Case ID: ad2d_3/html/1006-01.html
Source: Caselaw Access Project
Author: {"author": "\n      Per Curiam.\n    ", "license": "Public Domain", "url": "https://static.case.law/"}
Date Created: 2024-08-24T03:29:51.129683

Annie Brenan, Respondent, v. Moore-McCormack Lines, Inc., Appellant, et al., Defendant.
   Per Curiam.

We find on this record that the court’s charge to the jury was substantially correct. The appellant failed to take the necessary exceptions and make the necessary requests in order to preserve its right to rely on several of the alleged errors. The submission of requests to find in advance of the charge did not obviate the necessity for specific exceptions and appropriate requests after the charge to the jury incorporating appellant’s theory of the case. (Kittredge v. Grannis, 236 N. Y. 375, 387; Civ. Prac. Act, § 446.) Adequate opportunity was afforded the appellant after the court’s charge to the jury to take exceptions and to make additional requests; appellant availed itself of exceptions and requests on the issue of damages, the issue of liability in respect of the second cause of action, and the evidence in regard to the X rays. Appellant did not specifically except to the court’s charge on comparative negligence, and the subsequent injury to the ankle and appellant’s liability therefor, nor did it make any requests after the charge pertaining thereto.

In the course of the trial, the court granted a motion to strike out the testimony concerning the fractured ankle. After listening to plaintiff’s counsel on the question, the court, in effect, withdrew its prior ruling and reserved decision on the motion to strike out the testimony concerning the fractured ankle and told counsel that the motion might be renewed at the end of the case. No motion was made at the end of the case nor did the court rule on the motion. However, the court, in its charge, by implication, disposed of the defendant’s motion relative to the fractured ankle and inherent in the charge is a denial of the motion. In any event, the failure on the part of the court to finally rule on the motion would be deemed a denial of same.

The failure of appellant to renew its motion or to except to that portion of the charge that was applicable might well have led the trial court to believe appellant was acquiescing in the submission. This likelihood was increased by the fact that the motion was originally made nine days before.
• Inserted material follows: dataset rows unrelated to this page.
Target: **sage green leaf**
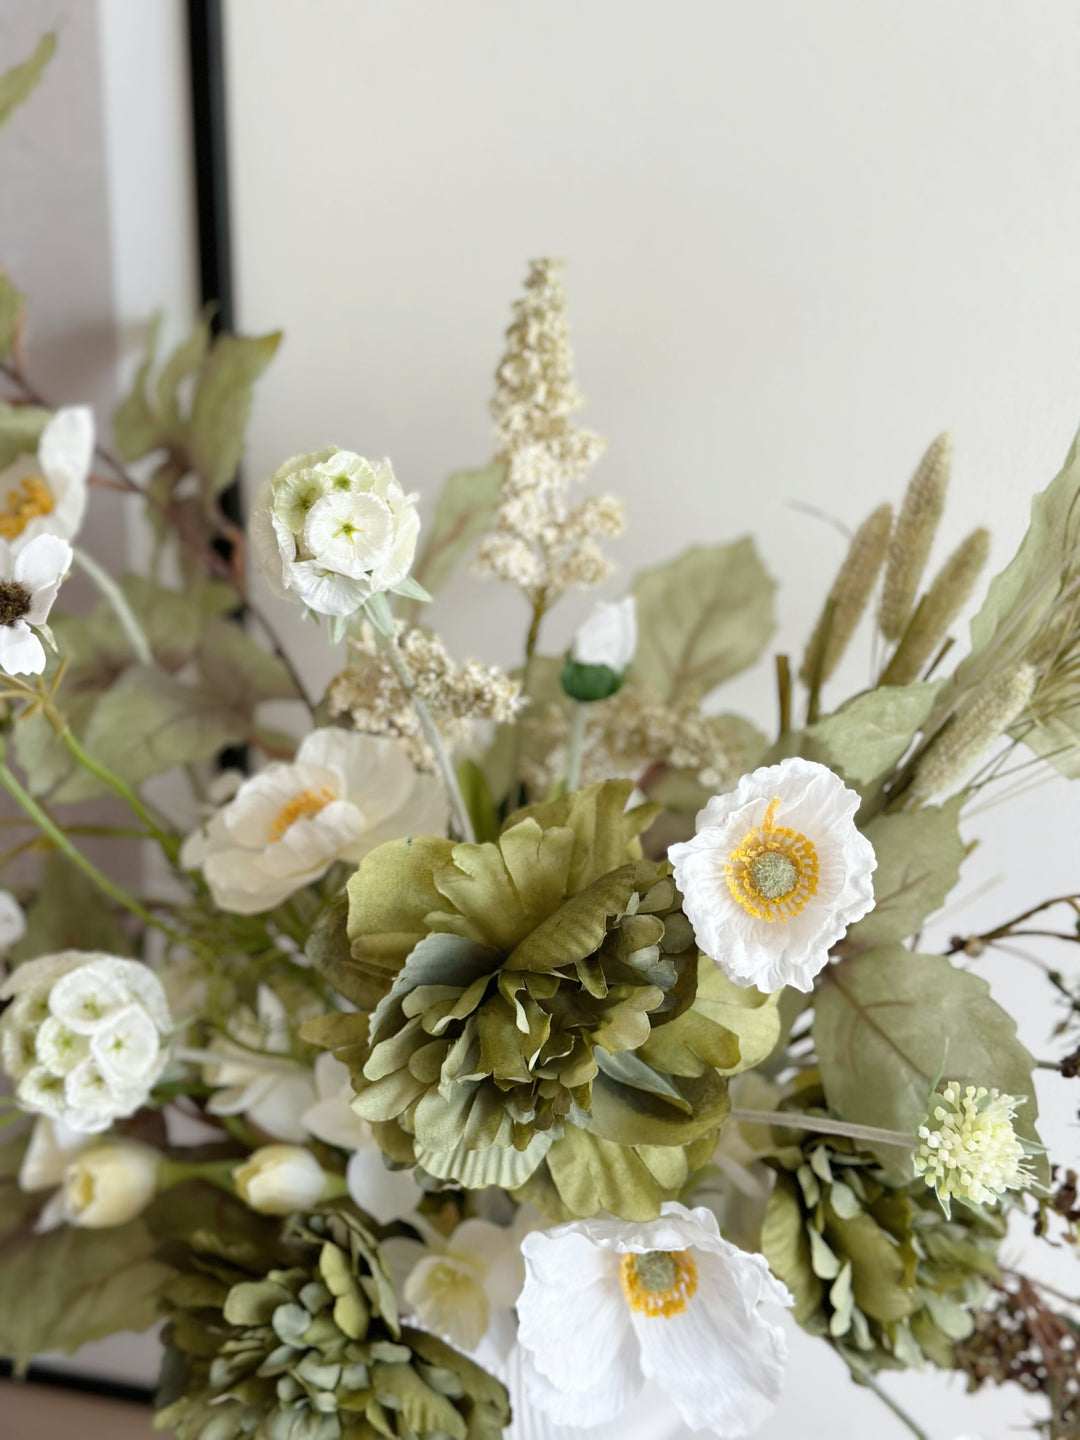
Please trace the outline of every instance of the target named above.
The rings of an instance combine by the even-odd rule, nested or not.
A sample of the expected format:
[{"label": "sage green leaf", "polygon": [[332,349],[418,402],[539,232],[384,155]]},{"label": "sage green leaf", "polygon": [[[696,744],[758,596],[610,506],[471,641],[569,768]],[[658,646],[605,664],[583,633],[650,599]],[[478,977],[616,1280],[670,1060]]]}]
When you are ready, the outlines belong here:
[{"label": "sage green leaf", "polygon": [[375,1397],[388,1409],[400,1411],[409,1433],[446,1435],[466,1440],[468,1426],[445,1395],[425,1385],[411,1365],[373,1365]]},{"label": "sage green leaf", "polygon": [[806,733],[833,770],[856,785],[869,784],[891,770],[908,749],[942,683],[866,690]]},{"label": "sage green leaf", "polygon": [[892,1238],[864,1211],[844,1218],[832,1211],[825,1236],[851,1264],[855,1303],[872,1320],[901,1320],[915,1309],[903,1256]]},{"label": "sage green leaf", "polygon": [[863,833],[874,847],[874,908],[847,932],[858,949],[906,940],[944,904],[967,847],[958,828],[961,797],[947,805],[879,815]]},{"label": "sage green leaf", "polygon": [[[78,734],[97,704],[94,690],[75,691],[63,700],[64,715]],[[77,767],[71,751],[40,712],[19,718],[14,729],[15,758],[31,795],[47,795]]]},{"label": "sage green leaf", "polygon": [[567,1212],[580,1219],[607,1210],[623,1220],[654,1220],[661,1203],[673,1198],[634,1147],[615,1145],[576,1125],[567,1125],[556,1140],[547,1165]]},{"label": "sage green leaf", "polygon": [[[830,966],[822,982],[814,1046],[829,1105],[842,1119],[914,1139],[940,1077],[1028,1096],[1016,1129],[1037,1141],[1034,1061],[985,980],[943,955],[886,945]],[[909,1150],[870,1149],[894,1174],[912,1175]]]},{"label": "sage green leaf", "polygon": [[7,272],[0,270],[0,360],[6,360],[11,354],[19,333],[22,306],[23,297],[11,283]]},{"label": "sage green leaf", "polygon": [[135,371],[131,389],[113,411],[113,444],[125,464],[141,460],[144,455],[160,449],[165,443],[165,427],[161,416],[151,404],[146,385],[157,354],[161,316],[155,315],[146,336],[146,349]]},{"label": "sage green leaf", "polygon": [[810,1237],[790,1175],[776,1177],[761,1226],[761,1253],[791,1291],[796,1321],[806,1325],[820,1310],[825,1287],[814,1273]]},{"label": "sage green leaf", "polygon": [[250,714],[263,700],[292,700],[296,686],[276,655],[236,621],[212,620],[199,642],[199,669],[211,693]]},{"label": "sage green leaf", "polygon": [[115,908],[66,855],[54,851],[27,907],[26,934],[11,947],[10,955],[13,961],[32,960],[61,950],[132,953]]},{"label": "sage green leaf", "polygon": [[56,31],[50,30],[38,41],[34,53],[20,65],[13,65],[0,75],[0,125],[11,116],[34,91],[46,65],[56,53]]},{"label": "sage green leaf", "polygon": [[[236,607],[231,585],[204,580],[171,590],[142,575],[125,575],[120,588],[150,642],[154,659],[165,670],[180,670],[191,660],[212,621]],[[102,600],[89,615],[54,618],[57,643],[80,689],[104,689],[135,659],[116,612]]]},{"label": "sage green leaf", "polygon": [[0,404],[0,470],[37,449],[51,412],[36,405]]},{"label": "sage green leaf", "polygon": [[185,407],[181,405],[180,386],[198,372],[210,349],[212,309],[208,306],[204,310],[191,334],[181,340],[161,367],[155,389],[158,414],[166,430],[176,431],[183,425]]},{"label": "sage green leaf", "polygon": [[236,474],[252,389],[280,341],[280,331],[219,335],[199,370],[185,438],[192,466],[209,495],[217,495]]},{"label": "sage green leaf", "polygon": [[631,678],[673,701],[745,670],[776,628],[774,583],[753,540],[692,546],[634,581],[638,648]]},{"label": "sage green leaf", "polygon": [[504,467],[501,461],[481,470],[456,470],[435,502],[427,541],[413,566],[413,577],[430,594],[445,585],[468,555],[495,513]]},{"label": "sage green leaf", "polygon": [[475,760],[464,760],[457,767],[457,777],[477,842],[484,845],[488,841],[497,840],[499,816],[487,776]]},{"label": "sage green leaf", "polygon": [[780,1037],[782,992],[763,995],[727,980],[719,966],[698,960],[697,994],[690,1008],[658,1025],[638,1054],[670,1075],[696,1077],[708,1070],[737,1075],[760,1065]]}]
In the absence of any exception to the court’s charge relating to the injury to the ankle (Creaser v. Smith Trucking Co., 2 N Y 2d 177), on this record, implicit in the jury’s verdict, is the finding that no efficient cause intervened between the occurrence of May 31, 1952 and the injury to plaintiffs ankle, and that the cause of plaintiff’s original injuries proximately produced, concurrently or otherwise, the later injury to the ankle. The fact that the site of the original injury was not the same as the site of the later injury is not determinative. (Matter of Chiodo v. Newhall Co., 254 N. Y. 534; Creaser v. Smith Trucking Co., supra.) Moreover, the amount of the verdict, in the light of the special damages of $18,503.55 charged by the court, without exception, suggests that the amount of the verdict, if any, assignable to the ankle injury, was inconsequential.

The judgment should be affirmed, with costs to the respondent.

Breitel, J. P., Frank, Valente, McNally and Bastow, JJ., concur.

Judgment, so far as appealed from, unanimously affirmed, with costs.